Additionally, we confirm that
females snub-nosed monkeys are able to mount versatile and effective
counterstrategies against male infanticide including extra-unit mating,
joint defense and transfer, leading to no significant difference in the
mortality
of
infant present during male replacement to the base-line mortality of
infants in stable groups (Fig 2). Furthermore, mortality from
infanticide for those infants involved male replacement in the study
population was also much lower than the mortality observed in some Asian
colobines in which females live in single-male or multi-male societies.
For example, in an uni-male society of white-headed langurs
(Trachypithecus leucocephalus ), all eleven infants younger than 6
months died of possible infanticide after male takeovers (Yin et al.
2013). In uni-male and multi-male society of hanuman langurs (Winkler et
al. 1984; Sommer 1987; Borries 1997), death rates of infant following
male replacement were 37.9% (11/29), and 21.6% (8/37) which also
higher than golden snub-nosed monkeys (12.9%, 4/31). These data might
implicate that social organization or mating system would have an
influence on the efficacy of female counterstrategies against
infanticide.
Finally, we want provide a tentative explanation for why older males are
not likely to kill the dependent infant although it would obviously
increase their fitness, they might have not enough life span to wait
another reproductive cycle of lactating female as those younger males.

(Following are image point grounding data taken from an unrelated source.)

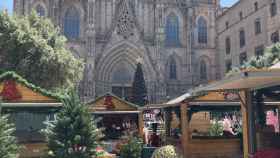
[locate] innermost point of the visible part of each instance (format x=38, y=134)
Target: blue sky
x=8, y=4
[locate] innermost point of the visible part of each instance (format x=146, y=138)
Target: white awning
x=22, y=105
x=179, y=99
x=116, y=112
x=251, y=80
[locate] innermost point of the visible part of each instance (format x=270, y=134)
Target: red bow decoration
x=109, y=103
x=10, y=92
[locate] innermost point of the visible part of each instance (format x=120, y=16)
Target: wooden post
x=244, y=111
x=184, y=128
x=248, y=123
x=141, y=124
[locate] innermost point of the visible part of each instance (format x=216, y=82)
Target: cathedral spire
x=125, y=21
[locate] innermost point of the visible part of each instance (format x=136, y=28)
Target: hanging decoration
x=10, y=91
x=108, y=102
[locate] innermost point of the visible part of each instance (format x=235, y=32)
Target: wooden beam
x=141, y=125
x=244, y=111
x=249, y=127
x=185, y=138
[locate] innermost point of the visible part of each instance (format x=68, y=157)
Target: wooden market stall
x=119, y=118
x=195, y=121
x=244, y=84
x=28, y=107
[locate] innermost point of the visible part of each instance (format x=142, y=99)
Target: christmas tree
x=139, y=91
x=74, y=133
x=8, y=143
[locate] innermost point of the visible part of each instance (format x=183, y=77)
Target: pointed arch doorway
x=122, y=78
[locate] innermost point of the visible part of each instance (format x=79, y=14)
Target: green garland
x=259, y=104
x=10, y=75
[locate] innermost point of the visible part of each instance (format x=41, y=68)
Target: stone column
x=248, y=123
x=185, y=138
x=89, y=81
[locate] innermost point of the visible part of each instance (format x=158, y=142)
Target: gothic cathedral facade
x=173, y=39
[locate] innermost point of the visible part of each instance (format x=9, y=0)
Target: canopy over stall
x=243, y=83
x=28, y=107
x=189, y=104
x=118, y=115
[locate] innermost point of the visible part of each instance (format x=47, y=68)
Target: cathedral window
x=202, y=31
x=258, y=28
x=172, y=30
x=172, y=69
x=228, y=45
x=203, y=70
x=228, y=65
x=72, y=23
x=275, y=37
x=40, y=10
x=242, y=58
x=242, y=40
x=256, y=5
x=259, y=50
x=273, y=8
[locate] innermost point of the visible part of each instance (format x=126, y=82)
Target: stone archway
x=123, y=57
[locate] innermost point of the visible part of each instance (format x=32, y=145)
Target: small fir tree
x=74, y=133
x=8, y=143
x=139, y=91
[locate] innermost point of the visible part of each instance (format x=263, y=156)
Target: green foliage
x=74, y=133
x=8, y=143
x=139, y=91
x=34, y=48
x=133, y=149
x=271, y=56
x=10, y=75
x=216, y=129
x=168, y=151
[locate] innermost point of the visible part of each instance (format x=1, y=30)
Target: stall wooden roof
x=211, y=98
x=27, y=92
x=118, y=105
x=249, y=79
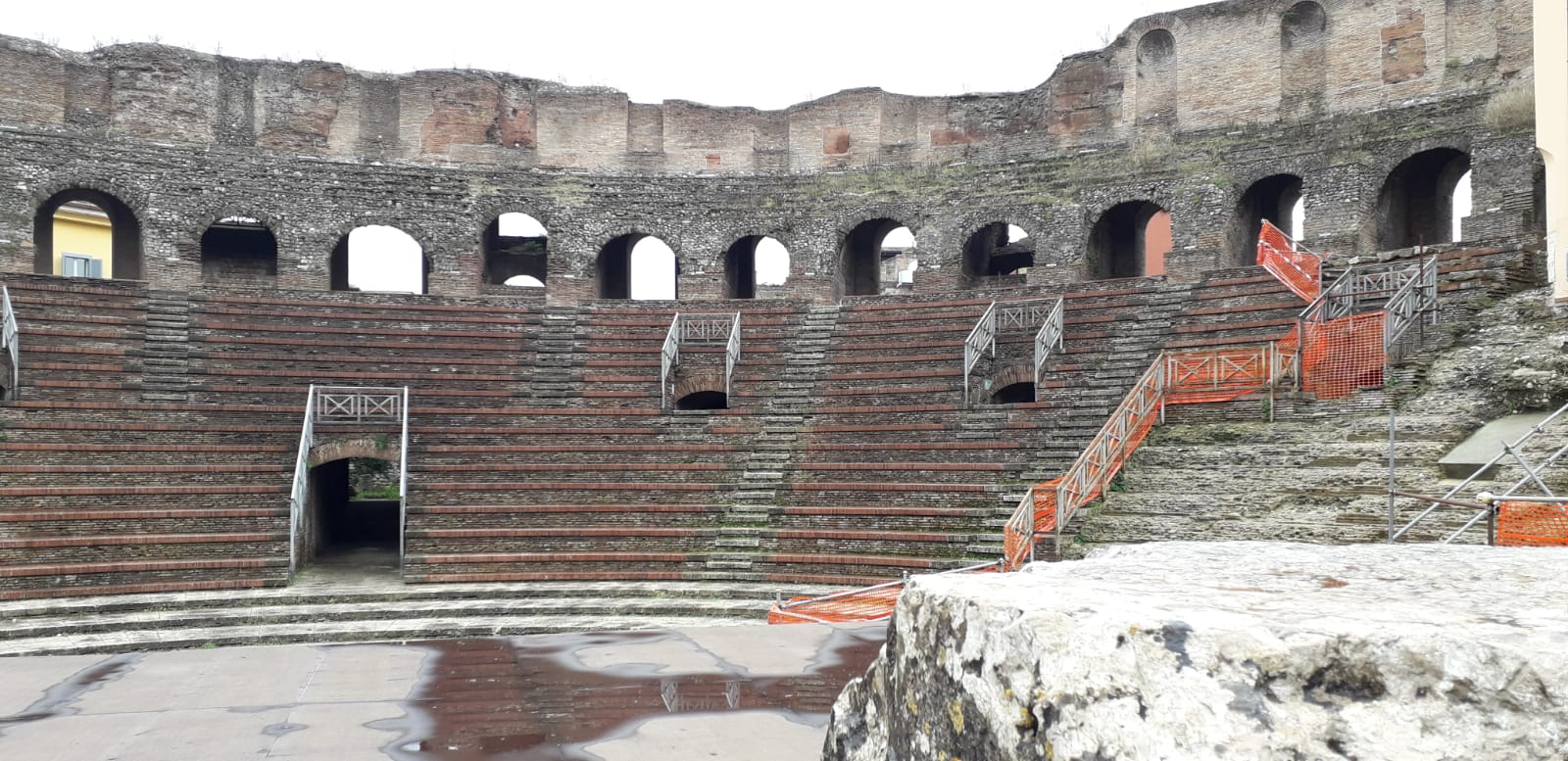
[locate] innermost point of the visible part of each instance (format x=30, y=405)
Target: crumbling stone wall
x=1225, y=94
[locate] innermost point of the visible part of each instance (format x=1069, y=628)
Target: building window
x=80, y=264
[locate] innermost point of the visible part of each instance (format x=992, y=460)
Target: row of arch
x=1419, y=204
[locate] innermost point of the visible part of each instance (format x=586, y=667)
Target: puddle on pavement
x=60, y=698
x=530, y=700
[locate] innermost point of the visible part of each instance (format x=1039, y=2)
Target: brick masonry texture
x=153, y=442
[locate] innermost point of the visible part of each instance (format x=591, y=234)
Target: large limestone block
x=1243, y=650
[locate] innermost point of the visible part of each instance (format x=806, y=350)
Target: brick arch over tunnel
x=370, y=447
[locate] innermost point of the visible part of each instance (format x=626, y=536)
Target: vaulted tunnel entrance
x=353, y=517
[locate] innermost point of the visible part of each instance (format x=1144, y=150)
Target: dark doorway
x=353, y=514
x=703, y=402
x=1120, y=243
x=861, y=257
x=239, y=248
x=1416, y=203
x=1274, y=199
x=1015, y=394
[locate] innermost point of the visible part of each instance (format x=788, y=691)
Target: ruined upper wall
x=1214, y=66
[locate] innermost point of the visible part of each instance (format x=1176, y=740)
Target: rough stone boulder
x=1246, y=650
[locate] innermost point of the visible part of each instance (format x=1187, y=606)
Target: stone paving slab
x=375, y=702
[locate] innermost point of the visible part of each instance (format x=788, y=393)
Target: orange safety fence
x=1533, y=525
x=857, y=604
x=1298, y=269
x=1341, y=355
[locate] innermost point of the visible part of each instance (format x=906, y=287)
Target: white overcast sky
x=765, y=55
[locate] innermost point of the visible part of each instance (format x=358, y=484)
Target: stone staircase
x=326, y=606
x=554, y=378
x=167, y=355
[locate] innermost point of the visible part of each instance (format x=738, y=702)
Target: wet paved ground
x=726, y=692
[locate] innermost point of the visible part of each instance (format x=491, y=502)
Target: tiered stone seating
x=107, y=497
x=83, y=339
x=621, y=342
x=269, y=350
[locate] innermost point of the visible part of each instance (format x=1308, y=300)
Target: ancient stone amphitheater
x=577, y=457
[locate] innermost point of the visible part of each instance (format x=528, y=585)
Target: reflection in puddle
x=530, y=698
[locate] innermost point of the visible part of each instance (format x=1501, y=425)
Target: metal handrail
x=875, y=588
x=980, y=340
x=731, y=355
x=668, y=356
x=1104, y=456
x=302, y=483
x=710, y=327
x=402, y=489
x=10, y=340
x=1484, y=468
x=360, y=404
x=1408, y=308
x=1048, y=337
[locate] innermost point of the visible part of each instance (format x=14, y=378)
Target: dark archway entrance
x=703, y=402
x=1416, y=203
x=1275, y=199
x=1121, y=245
x=353, y=517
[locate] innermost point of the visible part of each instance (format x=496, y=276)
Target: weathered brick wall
x=1246, y=91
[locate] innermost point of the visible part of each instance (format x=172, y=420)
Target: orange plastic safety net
x=1341, y=355
x=866, y=604
x=1533, y=525
x=1298, y=269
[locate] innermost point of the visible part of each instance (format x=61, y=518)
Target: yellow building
x=1551, y=132
x=83, y=242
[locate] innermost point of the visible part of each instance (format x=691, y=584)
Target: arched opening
x=637, y=266
x=1156, y=88
x=1129, y=240
x=378, y=259
x=752, y=262
x=516, y=246
x=877, y=254
x=1416, y=206
x=353, y=514
x=1303, y=58
x=1015, y=394
x=86, y=234
x=1275, y=199
x=703, y=402
x=998, y=250
x=239, y=248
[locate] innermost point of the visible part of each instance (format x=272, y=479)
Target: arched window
x=637, y=266
x=998, y=250
x=752, y=262
x=1131, y=240
x=1156, y=88
x=239, y=248
x=378, y=259
x=86, y=234
x=516, y=251
x=1416, y=204
x=1277, y=199
x=877, y=254
x=1303, y=58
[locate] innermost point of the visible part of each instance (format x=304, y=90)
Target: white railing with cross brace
x=1048, y=339
x=1413, y=306
x=334, y=404
x=979, y=342
x=10, y=342
x=1015, y=315
x=698, y=329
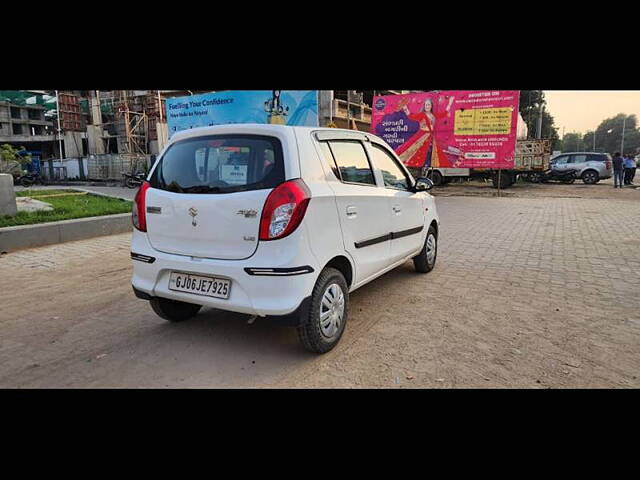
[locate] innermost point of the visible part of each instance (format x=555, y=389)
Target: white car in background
x=281, y=221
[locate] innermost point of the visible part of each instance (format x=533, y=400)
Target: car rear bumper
x=274, y=281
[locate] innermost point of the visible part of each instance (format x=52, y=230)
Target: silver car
x=591, y=167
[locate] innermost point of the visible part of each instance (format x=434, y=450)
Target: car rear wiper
x=201, y=189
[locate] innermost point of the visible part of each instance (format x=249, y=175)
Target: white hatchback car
x=277, y=221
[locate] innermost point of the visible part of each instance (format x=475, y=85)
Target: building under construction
x=104, y=133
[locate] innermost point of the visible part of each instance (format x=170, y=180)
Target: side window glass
x=392, y=174
x=201, y=161
x=352, y=162
x=328, y=156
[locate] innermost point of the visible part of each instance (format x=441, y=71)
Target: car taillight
x=138, y=213
x=284, y=209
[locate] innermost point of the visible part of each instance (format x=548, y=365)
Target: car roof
x=265, y=127
x=582, y=153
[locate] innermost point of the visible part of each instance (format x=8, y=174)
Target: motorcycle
x=133, y=181
x=567, y=177
x=30, y=179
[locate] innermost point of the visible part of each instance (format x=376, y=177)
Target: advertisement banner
x=450, y=129
x=284, y=107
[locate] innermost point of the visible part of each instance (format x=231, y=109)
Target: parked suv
x=277, y=221
x=589, y=166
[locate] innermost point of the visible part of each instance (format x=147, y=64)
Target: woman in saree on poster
x=422, y=150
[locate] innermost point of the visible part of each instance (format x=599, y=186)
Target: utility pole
x=348, y=109
x=59, y=136
x=539, y=132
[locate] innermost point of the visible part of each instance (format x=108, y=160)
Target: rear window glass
x=220, y=164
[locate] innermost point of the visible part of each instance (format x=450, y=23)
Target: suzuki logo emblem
x=193, y=212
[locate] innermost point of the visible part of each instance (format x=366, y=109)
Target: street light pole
x=59, y=136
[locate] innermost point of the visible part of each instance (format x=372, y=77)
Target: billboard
x=450, y=129
x=284, y=107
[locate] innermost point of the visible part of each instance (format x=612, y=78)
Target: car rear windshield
x=220, y=164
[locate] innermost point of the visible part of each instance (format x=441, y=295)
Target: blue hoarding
x=284, y=107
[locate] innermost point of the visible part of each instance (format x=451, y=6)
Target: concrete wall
x=29, y=236
x=73, y=144
x=7, y=195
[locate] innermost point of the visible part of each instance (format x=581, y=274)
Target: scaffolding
x=131, y=123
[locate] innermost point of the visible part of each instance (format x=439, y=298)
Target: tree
x=530, y=103
x=13, y=160
x=609, y=135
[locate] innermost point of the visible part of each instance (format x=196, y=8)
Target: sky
x=583, y=110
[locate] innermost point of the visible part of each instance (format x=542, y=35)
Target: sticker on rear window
x=234, y=174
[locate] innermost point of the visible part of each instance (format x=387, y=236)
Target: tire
x=319, y=335
x=173, y=310
x=426, y=259
x=590, y=177
x=436, y=178
x=535, y=177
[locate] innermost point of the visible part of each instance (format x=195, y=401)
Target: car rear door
x=406, y=207
x=207, y=195
x=362, y=205
x=559, y=164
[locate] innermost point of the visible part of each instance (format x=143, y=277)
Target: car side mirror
x=423, y=184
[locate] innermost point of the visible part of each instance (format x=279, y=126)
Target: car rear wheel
x=426, y=259
x=173, y=310
x=590, y=177
x=324, y=322
x=436, y=178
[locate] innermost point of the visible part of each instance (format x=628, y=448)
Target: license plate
x=200, y=285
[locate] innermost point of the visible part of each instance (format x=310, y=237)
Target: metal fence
x=111, y=166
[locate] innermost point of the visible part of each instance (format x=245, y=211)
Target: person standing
x=628, y=165
x=618, y=171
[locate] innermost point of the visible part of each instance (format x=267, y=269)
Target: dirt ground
x=530, y=290
x=479, y=188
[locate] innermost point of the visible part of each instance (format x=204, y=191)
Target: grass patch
x=39, y=193
x=66, y=207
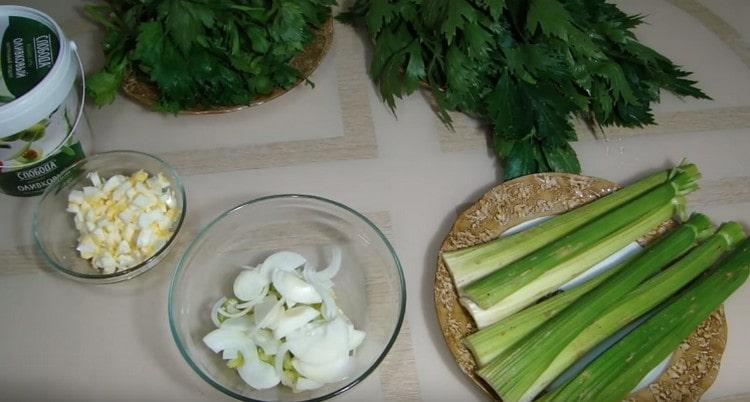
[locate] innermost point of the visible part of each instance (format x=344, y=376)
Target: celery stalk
x=493, y=340
x=524, y=372
x=612, y=375
x=583, y=243
x=471, y=263
x=490, y=342
x=529, y=291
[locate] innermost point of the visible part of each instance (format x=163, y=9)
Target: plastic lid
x=48, y=94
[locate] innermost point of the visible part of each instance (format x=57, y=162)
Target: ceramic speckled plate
x=693, y=366
x=306, y=63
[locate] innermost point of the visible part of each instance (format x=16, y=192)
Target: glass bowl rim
x=124, y=274
x=202, y=233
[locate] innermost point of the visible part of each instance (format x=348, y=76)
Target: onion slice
x=294, y=289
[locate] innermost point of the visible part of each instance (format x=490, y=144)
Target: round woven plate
x=695, y=363
x=306, y=62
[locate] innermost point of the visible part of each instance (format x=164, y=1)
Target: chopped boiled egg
x=122, y=220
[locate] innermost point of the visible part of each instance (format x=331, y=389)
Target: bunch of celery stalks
x=530, y=332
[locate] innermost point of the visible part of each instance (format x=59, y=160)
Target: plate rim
x=306, y=62
x=689, y=381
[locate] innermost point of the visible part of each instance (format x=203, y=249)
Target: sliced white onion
x=293, y=319
x=257, y=373
x=281, y=261
x=294, y=289
x=333, y=267
x=320, y=343
x=268, y=311
x=279, y=360
x=239, y=313
x=265, y=340
x=333, y=371
x=228, y=338
x=324, y=290
x=250, y=285
x=287, y=379
x=215, y=311
x=305, y=384
x=356, y=337
x=243, y=323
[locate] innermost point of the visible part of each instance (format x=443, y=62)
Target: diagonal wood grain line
x=717, y=25
x=358, y=141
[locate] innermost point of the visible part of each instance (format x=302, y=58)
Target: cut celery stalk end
x=562, y=343
x=612, y=375
x=584, y=242
x=528, y=293
x=469, y=264
x=495, y=339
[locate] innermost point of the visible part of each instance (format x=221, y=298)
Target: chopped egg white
x=291, y=331
x=122, y=220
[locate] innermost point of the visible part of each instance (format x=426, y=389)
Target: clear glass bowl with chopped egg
x=323, y=237
x=110, y=217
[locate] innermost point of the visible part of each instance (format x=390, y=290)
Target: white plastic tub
x=42, y=128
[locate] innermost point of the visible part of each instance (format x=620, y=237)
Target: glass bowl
x=369, y=286
x=55, y=234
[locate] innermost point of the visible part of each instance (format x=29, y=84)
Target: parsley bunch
x=201, y=53
x=525, y=67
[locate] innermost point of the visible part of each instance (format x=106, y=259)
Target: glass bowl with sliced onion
x=287, y=298
x=109, y=217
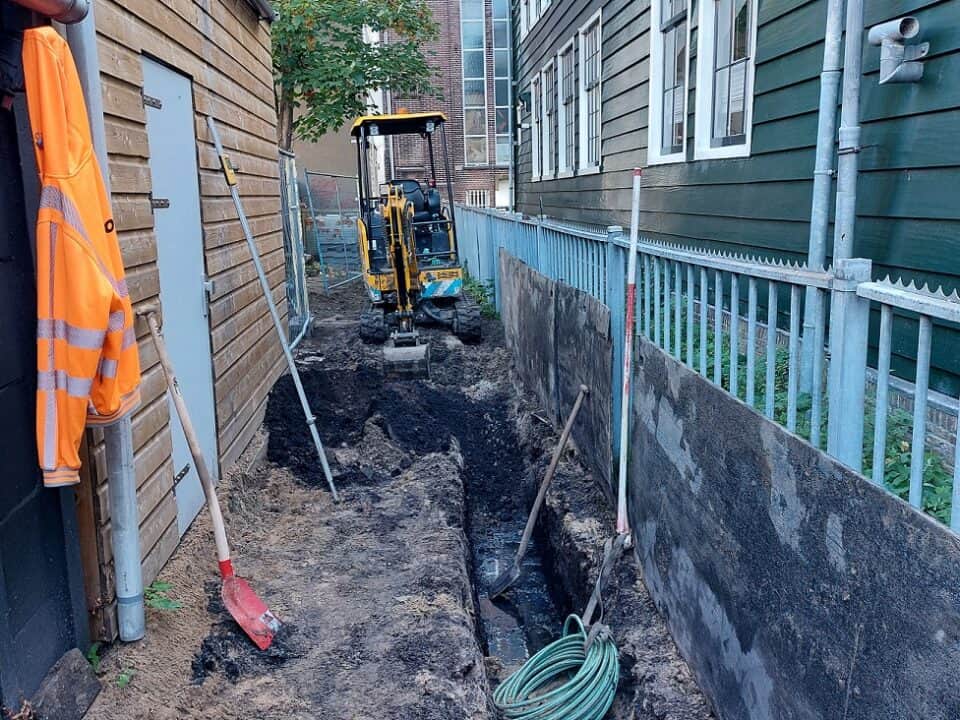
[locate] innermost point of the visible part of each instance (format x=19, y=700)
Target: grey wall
x=793, y=586
x=560, y=338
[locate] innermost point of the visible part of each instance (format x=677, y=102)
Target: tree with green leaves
x=330, y=55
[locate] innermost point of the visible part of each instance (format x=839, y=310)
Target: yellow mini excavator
x=408, y=248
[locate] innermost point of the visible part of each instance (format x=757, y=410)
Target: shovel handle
x=216, y=516
x=554, y=461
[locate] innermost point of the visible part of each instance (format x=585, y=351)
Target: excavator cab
x=408, y=242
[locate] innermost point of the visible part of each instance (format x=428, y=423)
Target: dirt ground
x=378, y=593
x=374, y=592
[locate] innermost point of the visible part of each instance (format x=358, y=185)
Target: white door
x=168, y=98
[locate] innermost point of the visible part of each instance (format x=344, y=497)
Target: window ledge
x=671, y=159
x=721, y=153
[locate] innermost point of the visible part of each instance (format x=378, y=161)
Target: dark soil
x=228, y=651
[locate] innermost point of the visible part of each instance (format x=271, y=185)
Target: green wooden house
x=717, y=101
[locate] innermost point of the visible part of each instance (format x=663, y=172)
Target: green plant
x=157, y=596
x=93, y=657
x=326, y=63
x=937, y=479
x=483, y=292
x=125, y=677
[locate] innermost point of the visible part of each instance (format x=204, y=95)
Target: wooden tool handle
x=216, y=516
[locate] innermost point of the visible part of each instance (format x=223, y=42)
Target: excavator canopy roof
x=397, y=124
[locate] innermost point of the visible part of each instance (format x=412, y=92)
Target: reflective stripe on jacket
x=88, y=370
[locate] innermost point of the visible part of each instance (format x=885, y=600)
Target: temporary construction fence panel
x=737, y=321
x=332, y=236
x=298, y=299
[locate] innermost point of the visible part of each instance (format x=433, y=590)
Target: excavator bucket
x=406, y=362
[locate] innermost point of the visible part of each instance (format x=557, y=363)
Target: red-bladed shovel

We argued that it might be explained by the male’s personality which
often termed as consistent individual differences in behavior across
time and contexts. Based on the insight that the trade-off between
current and future reproduction, animal personalities could be given an
adaptive explain in polymorphic population (Wolf et al. 2007). In
snub-nosed golden monkeys of a multilevel society, where multiple OMUs
coordinate and forage together as one larger social band (Grueter et al.
2020), social complexity would allow
polymorphic personality of
resident male in the band. In this study, we have observed two kinds of
male personalities towards unweaned infants following male replacement.
An aggressive male would obviously obtain immediate reproductive success
by infanticide, and this personality may not only benefit to the females
in his OMU when competed with patch resources (i.e., one tree with more
fruit or better for sleeping) but also benefit to the population when
confronted a predator because more aggression to conspecific also mean
bolder in interspecific fight to a predator in many species (Sih et al.
2004). A tolerant male would obviously obtain future reproductive
success through longer tenures (Fig 4b) and monopolize
paternity by attracting females’ residency. Therefore, aggressive males
are favored by natural selection, and tolerance males might favor by
sexual selection in this multilevel society. In fact, we have observed
an extreme example which show the male’s personality might be stable.
For instance, in case #8 and #17, the male (NN) continue attacking the
dependent infant which result two infants were killed (Case #8) or all
two lactating females emigration (Case #17). In the first case, the
male obtained current and future reproductive success, however, he lost
all lactating females in later case.